Stermoling # SSL S NO515162 2
usque ad pontem Stermolind 1160 x 1162 St A. Lib. 127 [see Kinness Burn SSL for more details]
Stermolin 1165 x 1169 RRS ii no. 28 [o.c.; corresponds to St A. Lib. 215, which has Stermulin]
Stermolind 1165 x 1166 St A. Lib. 143
Stermolind 1179 x 1184 St A. Lib. 146
Steruolind 1189 x 1198 St A. Lib. 151
the Bowbrig alias Stirmoling-brig 1560 x 1573 RMS iv no. 2105 [see The Bowbrig # SSL, above]
lie Bowbrig alias Stermolingbrig 1598 RMS vi no. 765 col. 2
G stair + G muileann
‘River- or bog-crossing of or by (the) mill’. In modern Gaelic this would be stair mhuilinn (muileann ‘mill’, gen. sing. m(h)uilinn).
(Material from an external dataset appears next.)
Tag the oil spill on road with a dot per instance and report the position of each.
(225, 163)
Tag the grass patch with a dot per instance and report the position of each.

It is possible that the u in Steruolind (1189 × 1198 St A. Lib. 151) represents lenited m of mhuilinn. However, as lenited m is so rarely represented in the orthography of names of G origin in Fife at this period, and as all other early forms of this name have m; it is probably better to regard it simply as a scribal error, omitting one minim from the exemplar’s Stermolind.
This place-name is always preceded in the charters by the Latin pons ‘bridge’. This may roughly translate G stair, which was probably more like a set of stepping-stones; however Barrow (1984, 61–2) regards the use of the word pons as signifying an upgrading of this crossing which had already taken place some time before 1160, the first time pons Stermolind is recorded.
Barrow (loc. cit.) identifies this crossing with the site of today’s Shore Bridge (Shore Bridge 1820 Wood/St Andrews), which carries the road from St Andrews eastward towards Crail and Anstruther (hence the NGR given above). From the specific muileann it would appear that a mill stood on the Kinness Burn at this point. All trace of it has now vanished, and its functions were taken over by the later Shore Mill, which lay a short distance to the north.
The name survived at least until the sixteenth century, by which time it was becoming known by its Sc alias the Bowbrig ‘arched bridge’ (q.v. above).